Backup to WebDav doubles *.dindex.zip.aes files

Viktor · August 17, 2019, 8:58am

I setup backup from local drive to WebDav. The first run makes remote clones like these:

duplicati-ifb16793cda6b4098befe4d68a0e46056.dindex.zip.aes

duplicati-ifb91adb9f9e04dbca953b0392b46b6b4.dindex.zip.aes

(Two copies of the same name)

This is company’s WebDav based on Amazon’s S3.

I know S3 has versioning. Unfortunately I can not change any single option of the storage.

The second run of backup stops almost immediately with an error:

Found remote files reported as duplicates, either the backend module is broken or you need to manually remove the extra copies.
The following files were found multiple times:

Is any possibility to ignore duplicates or avoid its creating?

I use 2.0.4.23_beta_2019-07-14 version.

ts678 · August 19, 2019, 5:18pm

Welcome to the forum @Viktor

Can you say anything more about the WebDav implementation, e.g. its name or how it connects to S3? According to some sources, S3 doesn’t do WebDav by itself. Whatever you use, does it do file logging?

Without that, logging could be done at Duplicati level, e.g. –log-file and –log-file-log-level=retry might be good for looking at this, assuming it’s reproducible, and a reliable case is the key to having hopes for fix.

You can get a rough idea of whether you’re getting retries (maybe done improperly) in the backup job log “RetryAttempts” in “BackendStatistics”. You should look through the ones BEFORE the error is noticed. Your case might be easy because it sounds like perhaps the first run left damage the second run found.

Do you have a fine-grained timestamp (e.g. down to the second) on duplicates? How far apart are they?

Do you have sizes? Are the sizes the same? How about the file content? That’s the issue with ignoring duplicates – how do you know the one you ignored wasn’t the only one that was good.
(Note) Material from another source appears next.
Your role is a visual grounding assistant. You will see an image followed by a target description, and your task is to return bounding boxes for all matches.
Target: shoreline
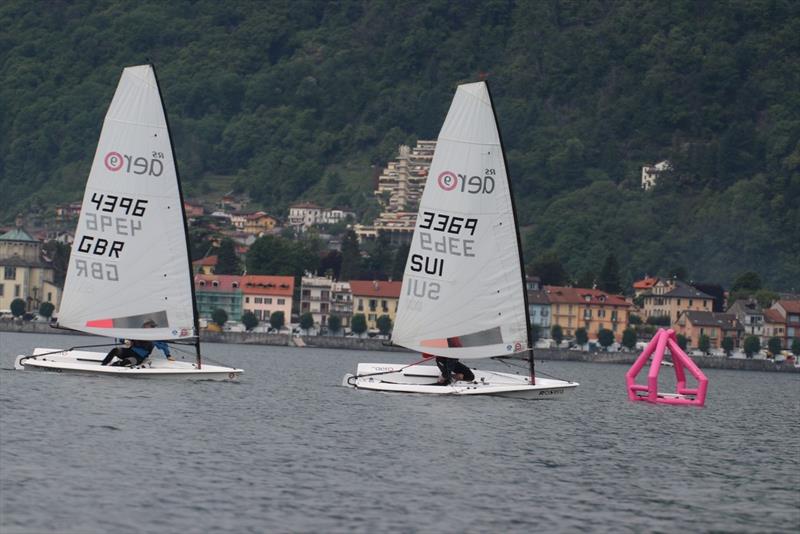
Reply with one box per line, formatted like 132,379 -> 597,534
2,321 -> 798,373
One “could” test, however figuring out where duplicates come from, and how to keep them from happening seems better.

Viktor · August 19, 2019, 7:01pm

Thank you for your answer and ideas!

I started the investigation. It looks like WebDav implementation is very bad. A cloned file displayed only once in web UI. If I move file displayed in two lines in WebDav into another folder using web site UI, I have 1 name entry only, not two entries. When I move file back I have 2 entries in WebDav again

Using your suggestions I going to investigate farther. Therefore, I need some days for that.

I use WebDav service of Megafon company – disk.megafon.ru

File time looks like this

Everting the same in two lines. Simple clones.

I am going to contact company’s support shoving them an error. I hope someone pay attention at this bug.

Thank you!

ts678 · August 19, 2019, 8:44pm

Some storage systems (Google Drive being a notable example) can easily store duplicate file names, however I’m not sure if your WebDAV is supposed to do that. A Google Drive name is just an attribute

google drive API allows duplicates?

Your WebDAV supplier should say how theirs is supposed to work. Better proof would be if you have a Duplicati list of operations that shows the file put to storage only once. A retry should use a new name.

Viktor · December 7, 2019, 8:47am

Thanks to everyone for suggestions and ideas!

Finally, the company who owns the webdav server fixed the implementation. Now I use webdav disk without problems. Definitely it was the bug of webdav protocol implementation of the service. Funny bug actually. If I upload many files into one directory, since 501st directory entry files have two entries instead of one
Now it’s fixed, Duplicati works fine!
Thanks!